The sun shines on Thomas Cook as holiday bookings surge

Holidaymakers turned to Thomas Cook this summer as downpours helped drive bookings despite the tragedy in Tunisia, the company said. The tour operator said 91% of all its summer holidays were now booked, a figure which rises to 95% in the UK. Demand for holidays from northern Europe accelerated substantially in the second half of the year, spurred on by recent poor weather in Scandinavia. Holidays here are now 99% booked, with average selling prices 4% higher than last year.

But Thomas Cook s overall guidance for the full-year is unchanged from an end-of-July update, when it warned of a profits shortfall of 25 million due to the weaker euro, the early summer Greek crisis and a terrorist attack which killed 30 British tourists in Tunisia. With Tunisia closed to tourists, the firm has seen a significant increase in travellers to Greece and Egypt. Peter Fankhauser, chief executive, said: Our trading performance for the summer season has progressed well, despite the impact of external shocks in certain destination markets, as previously announced. With more than a third of the winter 2015/16 season sold, the bookings profile for next year is also encouraging.

The urge to get away has spilled over into strong forward bookings with 39% of winter holidays already sold. Bookings are ahead of last year in all major markets, it said, with prices also pushing higher. But the company is being hit by the weaker euro and Swedish krona as it does not hedge the conversion impact of profits made outside the UK.

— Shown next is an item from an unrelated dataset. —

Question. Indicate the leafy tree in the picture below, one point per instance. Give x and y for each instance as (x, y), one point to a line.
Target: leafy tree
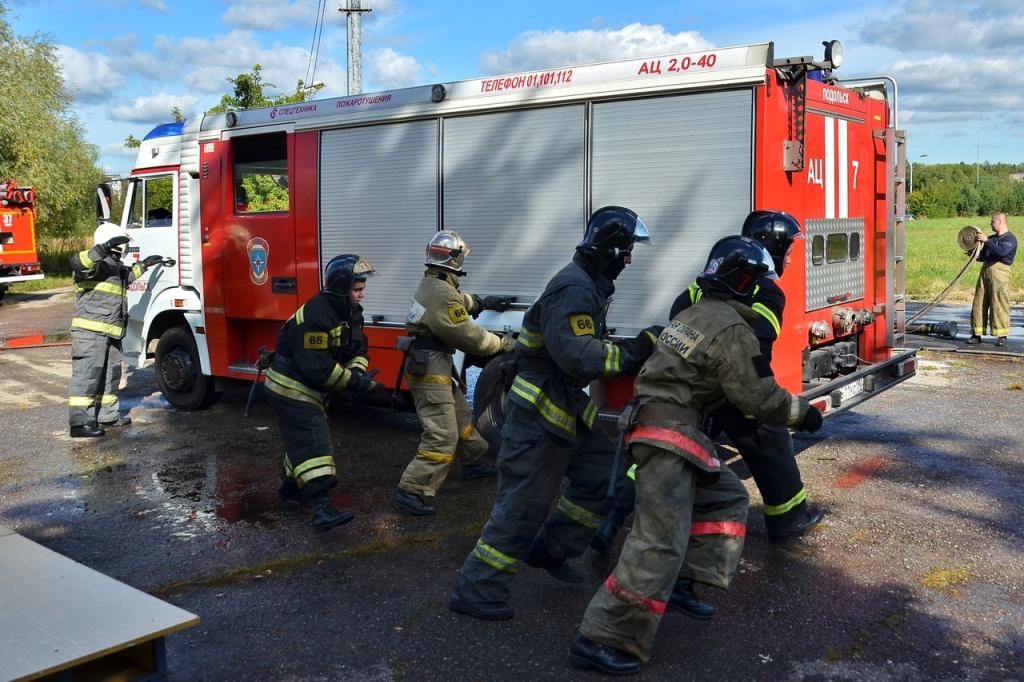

The impact of these will cost 39 million. Thomas Cook s update comes a day after Tui Group, Europe s largest travel company, said trading remained robust. Earlier this year Thomas Cook triggered outrage when its executives refused to apologise for its actions at the inquest of two British children, who died of carbon monoxide poisoning while on a Discount Holidays © holiday with the company in 2006.

After severe criticism and the threat of a boycott, the tour operator did apologise and paid a substantial sum to charities nominated by the children s family.